W3C home > Mailing lists > Public > www-style@w3.org > January 2003

Re: Another view (sorry) on XBL and behaviours

From: C.Bottelier <c.bottelier@ITsec.nl>
Date: Tue, 07 Jan 2003 09:15:27 +0100
Message-ID: <3E1A8C9F.6D53C809@ITsec.nl>
To: Ian Hickson <ian@hixie.ch>
CC: Andrew Clover <and@doxdesk.com>, "www-style@w3.org" <www-style@w3.org>, Bert Bos <Bert.Bos@sophia.inria.fr>

Ian Hickson wrote:
> > From a security point of view, allowing links to active content in styles is
> > dangerous. Stylesheets are expected by many to be free of active content,
> > and are allowed in places such as user-submitted content, HTML e-mail etc.
> 
> This is a very valid concern, and is very much of interest to me.
> 
> There are several possible solutions.
> 
> One is to suggest to the XML team that a new attribute be introduced,
> xml:scripting or some such, which could indicate that everything from that
> element and deeper should be unable to execute associated script.

<snip />

> Another possible solution is to introduce some way of overriding style at
> a higher level, so that embedding content could force 'binding' to 'none'
> on the element and all its children.

<snip />
 
> I don't see XBL as introducing a larger security hole -- in fact I see its
> standardisation as bringing to the table a problem which has been ignored
> for too long.

That there is a standardized way to to change the behaviour of the
widgets
is a great thing, one of the side effects is that it introduces yet
another
security hole.
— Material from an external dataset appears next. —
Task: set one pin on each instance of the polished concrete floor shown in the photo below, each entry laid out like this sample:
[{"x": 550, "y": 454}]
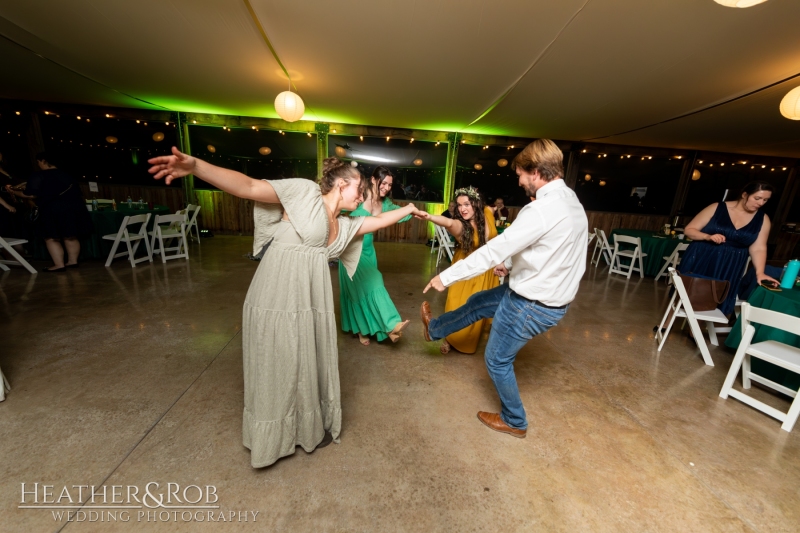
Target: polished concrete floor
[{"x": 126, "y": 376}]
However there is a slight difference between (most)
existing
ones and this new XBL hole.

(Most) previous standards (some more or less) provide a much clearer way
how to patch it (like disable ... script) With XBL the choice is to
disable XBL entirely, or only its scripting capability. The latter would
be
preferred, but due the way XBL is intended (or to be used) this could
pose
risk. This risk being the changed behaviour to rely on the scripting,
or in put other words if the scripting behaviour is disabled the changed
behaviour of a widget would be unclear or dysfunctional to the users
point of
view.

It would / could be the task of the W3C to not make only the XBL
recommendation, but also define how, where, and what should be disabled
of the functionality of XBL by the UA. This to prevent non functional
XBL when security is set to a strict model in the UA.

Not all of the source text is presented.